Puisque la SFPI bénéficie de cette ligne de crédit, elle peut aussi en 2022 et 2023, renforcer sa position dans Euroclear. « Nous avons ainsi acheté, avec la Caisse des dépôts française, la participation de 9,85% que détenait Ice et nous avons acquis aussi la participation de BNP Paribas, déboursant 707 millions d’euros au total », ajoute-t-il. Le poids de la SFPI dans Euroclear passe ainsi de 3,1% à près de 13%. Et autour de la SFPI, un groupe d’actionnaires belges (Belfius, Ethias, PMV, Wallonie Entreprendre et les Assurances Fédérales) s’est également fédéré pour renforcer l’ancrage.
Un peu de stress
Mais lorsque l’année 2023 débute, le bloc de 2,7% d’actions BNP que la SFPI veut vendre n’est toujours pas cédé. « Il y avait un peu de stress », avoue Koen Van Loo. Ce n’est que dans les derniers jours de février 2023 que le cours de BNP évolue vers le seuil à partir duquel la SFPI peut vendre. Le 28 février 2023, le cours de BNP est suffisamment élevé ». On saura plus tard que ce sera le cours le plus élevé de l’année.

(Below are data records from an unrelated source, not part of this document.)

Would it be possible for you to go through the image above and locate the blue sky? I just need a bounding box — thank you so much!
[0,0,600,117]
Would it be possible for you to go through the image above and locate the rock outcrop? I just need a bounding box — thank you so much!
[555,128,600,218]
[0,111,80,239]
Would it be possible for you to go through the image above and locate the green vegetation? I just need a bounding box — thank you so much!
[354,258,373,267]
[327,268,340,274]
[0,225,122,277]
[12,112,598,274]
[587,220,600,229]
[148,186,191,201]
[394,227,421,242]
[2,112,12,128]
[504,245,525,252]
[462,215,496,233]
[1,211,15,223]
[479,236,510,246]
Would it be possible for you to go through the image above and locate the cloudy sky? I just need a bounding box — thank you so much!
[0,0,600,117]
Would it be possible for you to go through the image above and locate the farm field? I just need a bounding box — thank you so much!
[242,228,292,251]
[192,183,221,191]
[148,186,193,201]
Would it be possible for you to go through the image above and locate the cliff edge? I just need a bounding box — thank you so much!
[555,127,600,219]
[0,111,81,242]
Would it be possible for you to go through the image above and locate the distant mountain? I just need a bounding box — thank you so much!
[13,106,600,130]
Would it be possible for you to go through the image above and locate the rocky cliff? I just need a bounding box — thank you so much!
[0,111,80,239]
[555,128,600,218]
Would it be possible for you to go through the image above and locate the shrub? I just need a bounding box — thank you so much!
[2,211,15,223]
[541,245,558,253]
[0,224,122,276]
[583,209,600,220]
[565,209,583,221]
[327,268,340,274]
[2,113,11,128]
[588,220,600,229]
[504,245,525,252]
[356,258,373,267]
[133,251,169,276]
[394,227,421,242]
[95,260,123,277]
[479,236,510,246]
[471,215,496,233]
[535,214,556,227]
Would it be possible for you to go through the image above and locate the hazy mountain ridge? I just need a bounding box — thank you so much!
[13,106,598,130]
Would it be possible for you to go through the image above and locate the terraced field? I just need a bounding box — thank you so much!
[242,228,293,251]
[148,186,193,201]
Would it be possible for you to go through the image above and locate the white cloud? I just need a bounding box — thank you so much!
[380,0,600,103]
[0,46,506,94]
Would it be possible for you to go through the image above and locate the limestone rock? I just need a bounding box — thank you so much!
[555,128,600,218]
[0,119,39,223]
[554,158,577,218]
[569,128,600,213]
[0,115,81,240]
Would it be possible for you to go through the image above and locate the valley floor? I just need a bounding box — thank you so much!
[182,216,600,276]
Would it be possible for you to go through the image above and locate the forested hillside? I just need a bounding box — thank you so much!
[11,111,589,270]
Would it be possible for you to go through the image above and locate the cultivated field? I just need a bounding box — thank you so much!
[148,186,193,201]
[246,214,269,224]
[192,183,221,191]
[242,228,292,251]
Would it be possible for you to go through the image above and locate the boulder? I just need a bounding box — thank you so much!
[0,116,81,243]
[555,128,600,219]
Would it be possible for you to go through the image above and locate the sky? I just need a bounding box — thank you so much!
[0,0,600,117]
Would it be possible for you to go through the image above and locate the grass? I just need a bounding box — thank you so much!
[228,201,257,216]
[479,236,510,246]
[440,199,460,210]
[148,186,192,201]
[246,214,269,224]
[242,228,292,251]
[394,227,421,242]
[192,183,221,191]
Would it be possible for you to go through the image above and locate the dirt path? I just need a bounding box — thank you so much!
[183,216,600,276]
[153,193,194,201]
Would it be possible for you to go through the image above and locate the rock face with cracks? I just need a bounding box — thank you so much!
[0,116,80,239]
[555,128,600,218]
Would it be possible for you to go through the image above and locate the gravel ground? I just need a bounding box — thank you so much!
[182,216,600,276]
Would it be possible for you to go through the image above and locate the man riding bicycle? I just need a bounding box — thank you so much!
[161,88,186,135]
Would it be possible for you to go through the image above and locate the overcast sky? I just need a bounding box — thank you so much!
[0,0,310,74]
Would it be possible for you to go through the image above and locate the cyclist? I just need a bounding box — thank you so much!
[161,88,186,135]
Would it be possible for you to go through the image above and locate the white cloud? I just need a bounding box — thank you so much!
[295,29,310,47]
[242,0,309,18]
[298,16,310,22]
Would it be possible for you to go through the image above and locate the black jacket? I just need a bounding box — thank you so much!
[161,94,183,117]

« Il faut parfois avoir un peu de chance, sourit le patron de la SFPI. En principe, poursuit-il, ce genre de transaction se décide en tout début d’ouverture de marché. Mais le matin, le cours n’est pas encore suffisamment élevé. Et puis à midi, j’étais en déplacement, je reçois un coup de fil : Koen, tu as vu l’évolution du cours ? Nous avions atteint le seuil de 66,15 euros que nous nous étions fixés. Nos conseils nous disent que c’est encore jouable, mais il faut décider tout de suite. J’ai donc prévenu Laurence Bovy, et nous y sommes allés. Il y a encore eu quelques heures de stress, car la transaction avait été décidée pendant la séance, mais était effectuée après la clôture de la Bourse. Le cours pouvait encore évoluer. C’était stressant aussi parce que ce type d’opération se fait avec une décote par rapport au cours, décote que l’on ne connaît pas à l’avance. Mais cette vente de BNP pour 2,035 milliards a été selon une étude de BNP Paribas la meilleure transaction de l’année, avec une décote de 1,8 % (soit un cours de 64,96 euros par action) ce qui, pour un tel montant, était très faible. Et le prix auquel nous avions vendu était au centime près le même que celui auquel l’Etat avait déjà vendu des actions BNP en 2017», ajoute Koen Van Loo.